Cancer is a disease resulting from genomic mutations that occur during an individual's lifetime and cause the uncontrolled growth of a collection of cells into a tumor. As we enter the era of personalized medicine, where a patient's treatment may be tailored to their specific genomic architecture, accurate identification and interpretation of the set of mutations within each patient's genome is increasingly important. Inspired by this need, my research focuses on designing algorithms that enable analysis and interpretation of high-throughput DNA sequencing data of cancer genomes.
Tumors often exhibit intra-tumor heterogeneity where individual cells in a single tumor contain different complements of mutations. This heterogeneity arises because tumors evolve overtime as descendant cells acquire new somatic mutations. This is further complicated as tumors typically also contain admixture with normal (healthy) cells. We do not observe this evolutionary history directly, but instead must infer it from data obtained at the time a patient is diagnosed.
I have worked on methods to infer the evolutionary history of heterogeneous tumors as a type of rooted tree called a clonal tree. AncesTree and SPRUCE are algorithms that infer the clonal evolution and tumor composition of a tumor from multi-sample DNA sequence data.
More recently my work has focused on ways to make the clonal trees inferred by such methods more accurate and useful. GraPhyC is a graph-based algorithm that takes in a set of potential tumor evolutionary histories and finds a consensus (or representative) history. TuELiP is a recent consensus method that allows all input trees to be weighted differently. CASet and DISC are distance measures to compare two inferred clonal trees that was recently developed in my lab. Such distance measures will be an essential part to improving benchmarking procedures for new clonal tree inference methods.
Previously, I designed methods to infer the composition of heterogeneous tumor samples from bulk DNA sequencing data. For instance, THetA/THetA2 is an algorithm that estimates tumor purity and clonal/subclonal copy number aberrations directly from high-throughput DNA sequencing data.

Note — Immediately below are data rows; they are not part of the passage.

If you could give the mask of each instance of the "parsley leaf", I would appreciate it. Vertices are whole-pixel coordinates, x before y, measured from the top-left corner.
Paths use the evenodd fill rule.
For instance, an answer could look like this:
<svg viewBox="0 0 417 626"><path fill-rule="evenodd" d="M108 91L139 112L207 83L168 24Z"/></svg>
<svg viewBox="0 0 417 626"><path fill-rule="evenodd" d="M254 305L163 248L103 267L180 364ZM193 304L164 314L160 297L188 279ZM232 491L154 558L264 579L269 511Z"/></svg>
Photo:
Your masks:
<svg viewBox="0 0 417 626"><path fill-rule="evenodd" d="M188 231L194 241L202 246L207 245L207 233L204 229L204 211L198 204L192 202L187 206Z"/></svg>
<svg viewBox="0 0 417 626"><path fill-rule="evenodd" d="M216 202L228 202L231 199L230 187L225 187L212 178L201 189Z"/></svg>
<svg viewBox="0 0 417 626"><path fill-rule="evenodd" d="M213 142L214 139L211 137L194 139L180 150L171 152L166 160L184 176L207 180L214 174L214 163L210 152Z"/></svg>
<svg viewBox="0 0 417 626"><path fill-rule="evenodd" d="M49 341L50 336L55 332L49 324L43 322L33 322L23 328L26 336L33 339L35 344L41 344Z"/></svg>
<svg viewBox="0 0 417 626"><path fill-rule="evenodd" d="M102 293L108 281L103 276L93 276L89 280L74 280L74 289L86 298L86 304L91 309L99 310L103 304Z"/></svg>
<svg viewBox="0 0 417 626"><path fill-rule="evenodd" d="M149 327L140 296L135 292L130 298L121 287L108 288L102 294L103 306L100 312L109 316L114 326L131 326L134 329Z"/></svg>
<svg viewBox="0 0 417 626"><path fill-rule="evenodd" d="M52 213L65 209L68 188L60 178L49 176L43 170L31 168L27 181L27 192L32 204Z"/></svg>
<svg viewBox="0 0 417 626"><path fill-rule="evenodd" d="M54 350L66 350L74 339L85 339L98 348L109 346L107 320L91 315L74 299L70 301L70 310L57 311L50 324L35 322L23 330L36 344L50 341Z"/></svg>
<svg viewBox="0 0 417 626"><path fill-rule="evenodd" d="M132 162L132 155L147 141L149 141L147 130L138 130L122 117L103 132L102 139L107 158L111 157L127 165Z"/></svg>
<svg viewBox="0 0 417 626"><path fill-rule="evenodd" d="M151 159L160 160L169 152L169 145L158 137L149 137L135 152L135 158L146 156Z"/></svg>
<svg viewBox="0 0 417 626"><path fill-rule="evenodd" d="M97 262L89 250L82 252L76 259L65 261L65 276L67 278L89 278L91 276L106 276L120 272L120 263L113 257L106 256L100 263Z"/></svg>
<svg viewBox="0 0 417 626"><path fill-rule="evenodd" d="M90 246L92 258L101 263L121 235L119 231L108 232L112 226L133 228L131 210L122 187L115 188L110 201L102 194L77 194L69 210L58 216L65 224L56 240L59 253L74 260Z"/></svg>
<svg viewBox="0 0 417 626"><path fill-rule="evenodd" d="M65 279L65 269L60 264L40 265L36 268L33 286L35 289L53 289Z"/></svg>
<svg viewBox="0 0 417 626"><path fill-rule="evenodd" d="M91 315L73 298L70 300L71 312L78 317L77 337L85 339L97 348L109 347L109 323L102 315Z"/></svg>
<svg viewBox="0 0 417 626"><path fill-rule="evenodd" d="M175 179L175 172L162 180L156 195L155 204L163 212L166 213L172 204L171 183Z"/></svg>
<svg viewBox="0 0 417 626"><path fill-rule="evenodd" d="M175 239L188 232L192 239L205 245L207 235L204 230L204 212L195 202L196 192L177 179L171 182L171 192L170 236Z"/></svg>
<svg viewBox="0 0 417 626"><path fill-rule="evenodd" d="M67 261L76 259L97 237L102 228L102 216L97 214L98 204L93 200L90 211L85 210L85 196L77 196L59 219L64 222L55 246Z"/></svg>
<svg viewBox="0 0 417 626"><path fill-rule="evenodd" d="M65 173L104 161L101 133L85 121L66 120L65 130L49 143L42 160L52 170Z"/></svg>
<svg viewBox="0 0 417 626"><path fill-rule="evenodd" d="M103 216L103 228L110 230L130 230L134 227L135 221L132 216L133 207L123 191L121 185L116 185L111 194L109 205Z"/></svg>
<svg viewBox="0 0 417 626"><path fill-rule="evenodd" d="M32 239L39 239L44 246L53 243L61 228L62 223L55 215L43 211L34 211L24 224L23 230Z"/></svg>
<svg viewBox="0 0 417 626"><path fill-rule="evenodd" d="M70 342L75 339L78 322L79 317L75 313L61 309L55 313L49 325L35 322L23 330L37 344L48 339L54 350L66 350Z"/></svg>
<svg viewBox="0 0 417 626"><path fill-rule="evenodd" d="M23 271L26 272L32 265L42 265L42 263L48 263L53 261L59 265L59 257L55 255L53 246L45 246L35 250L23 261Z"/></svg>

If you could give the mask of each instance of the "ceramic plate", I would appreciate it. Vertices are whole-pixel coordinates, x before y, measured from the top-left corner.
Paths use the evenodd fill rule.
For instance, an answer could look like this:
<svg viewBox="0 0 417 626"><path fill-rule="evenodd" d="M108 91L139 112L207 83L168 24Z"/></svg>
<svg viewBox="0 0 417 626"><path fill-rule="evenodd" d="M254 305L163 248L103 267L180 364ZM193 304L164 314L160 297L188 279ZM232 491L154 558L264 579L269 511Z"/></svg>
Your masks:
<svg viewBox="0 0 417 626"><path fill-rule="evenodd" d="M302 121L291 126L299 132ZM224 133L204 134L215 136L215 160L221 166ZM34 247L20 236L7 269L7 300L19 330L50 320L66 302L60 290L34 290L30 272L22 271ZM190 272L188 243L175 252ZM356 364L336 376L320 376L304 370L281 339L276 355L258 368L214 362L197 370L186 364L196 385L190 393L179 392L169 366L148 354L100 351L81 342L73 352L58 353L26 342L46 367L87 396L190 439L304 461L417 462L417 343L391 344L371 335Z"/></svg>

Cancer genomes are highly rearranged and often contain complex rearrangement patterns that amplify, delete or interweave distant regions of the genome. These complex rearrangement patterns make it difficult to identify the true set of rearrangements that exist in a genome.
I have designed several methods to better enable analysis of cancer genomes that contain complex rearrangements. PREGO is an efficient network flow inspired algorithm that finds the collection of rearrangements that together best describe the observed sequence data, rather than treating each rearrangement as an independent event. Furthermore, I was also involved in the development of two measures: (1) the open adjacency rate (OAR); (2) copy-number asymmetry enrichment (CAE), that assess the prevalence of simultaneously formed rearrangements from sequencing data of a cancer genome as the result of events such as chromothripsis. More recently, I developed the H/T Alternating Fraction measure of chromothripsis.